12. The Hon'ble Supreme Court in a Catena of decisions starting from Renusagar Power Company Ltd vs. General Electric Company 1994 Supp (1) SCC 644 to the recent Associated Builders Vs DDA (2015) 3 SCC 49 has held only under the following grounds the Arbitrator Award can be challenged under Section 34 of the Arbitration and Conciliation Act:
(a) Procedure contemplated under Arbitration and Conciliation Act was not followed by the Arbitrator.
(b)The Arbitral Award is a non speaking Award.
(c)The Arbitrator has transgressed his jurisdiction.
(d)The Arbitral Award is in conflict with the public policy of India.
(iii)An award would be regarded as conflicting with the public policy of India if:-
(a) it is contrary to the fundamental policy of Indian law, or
(b) it is contrary to the interests of India,
(c) it is contrary to justice or morality,
(d) it is patently illegal, or
(e) it is so perverse, irrational, unfair or unreasonable that it shocks the conscience of the court.
(iv)An award would be liable to be regarded as contrary to the fundamental policy of Indian law, for example, if
(a) it disregards orders passed by superior courts, or the binding effect thereof, or
(b) it is patently violative of statutory provisions, or
(c) it is not in public interest, or
(d) the arbitrator has not adopted a judicial approach, i.e.has not acted in a fair, reasonable and objective approach, or has acted arbitrarily, capriciously or whimsically, or
(e) the arbitrator has failed to draw an inference which, on the face of the facts, ought to have been drawn, or
(f) the arbitrator has drawn an inference, from the facts, which, on the face of it, is unreasonable, or
(g) the principles of natural justice have been violated.
(v)Insofar the patent illegality has to go to the root of the matter.
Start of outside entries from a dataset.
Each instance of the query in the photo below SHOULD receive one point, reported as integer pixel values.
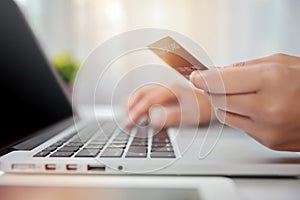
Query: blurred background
(229, 30)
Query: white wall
(230, 30)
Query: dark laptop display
(31, 98)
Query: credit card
(172, 53)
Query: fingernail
(195, 75)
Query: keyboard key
(68, 149)
(74, 144)
(117, 146)
(162, 155)
(50, 148)
(62, 154)
(112, 152)
(160, 145)
(137, 149)
(88, 153)
(42, 154)
(163, 149)
(139, 144)
(95, 146)
(136, 155)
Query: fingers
(136, 97)
(228, 80)
(241, 104)
(237, 121)
(144, 99)
(166, 116)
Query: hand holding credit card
(172, 53)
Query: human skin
(177, 102)
(262, 98)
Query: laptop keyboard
(111, 143)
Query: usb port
(71, 167)
(96, 167)
(50, 167)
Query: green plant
(66, 66)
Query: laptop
(39, 133)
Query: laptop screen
(31, 94)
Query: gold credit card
(172, 53)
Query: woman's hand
(169, 107)
(262, 98)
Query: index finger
(228, 80)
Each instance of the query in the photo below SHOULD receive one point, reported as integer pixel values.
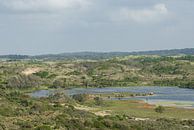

Trivial illegalities are inconsequential.
(vi) Additionally, an award could be set aside if
(a) either party was under some incapacity, or
(b) the arbitration agreement is invalid under the law, Or
(c) the applicant was not given proper notice of appointment of the arbitrator, or of the arbitral proceedings, or was otherwise unable to present his case, or
(d) the award deals with a dispute not submitted to arbitration, or decides issues outside the scope of the dispute submitted to arbitration, or
(e) the composition of the Arbitral Tribunal was not in accordance with the agreement of the parties, or in accordance with Part I of the Act, or
(f) the arbitral procedure was not in accordance with the agreement of the parties, or in accordance with Part I of the Act, or
(g) the award contravenes the Act, or
(h) the award is contrary to the contract between the parties.
(vii) Perversity, as a ground for setting aside an arbitral award,has to be examined on the touchstone of the Wednesburyprinciple of reasonableness. It would include a case in which
(a) the findings, in the award, are based on no evidence, or
(b) the Arbitral Tribunal takes into account something irrelevant to the decision arrived at, or
(c) the Arbitral Tribunal ignores vital evidence in arriving at its decision.
(viii) At the same time,
(a) a decision which is founded on some evidence, which could be relied upon, howsoever compendious, cannot be treated as perverse,
(b) if the view adopted by the arbitrator is a plausible view, it has to pass muster,
(c) neither quantity, nor quality, of evidence is open to re-assessment in judicial review over the award.
(ix)Morality would imply enforceability, of the agreement, given the prevailing mores of the day. Immorality, however, can constitute a ground for interfering with an arbitral award only if it shocks the judicial conscience.
13. The petitioner has not satisfied any of the grounds mentioned above to interfere with the Arbitral Award dated 28.12.2011. Therefore, this Court is of the considered view that there is no merit in the petition filed by the petitioner. Hence, this petition shall stand dismissed. No costs.
03.08.2018 msr/arb ABDUL QUDDHOSE, J.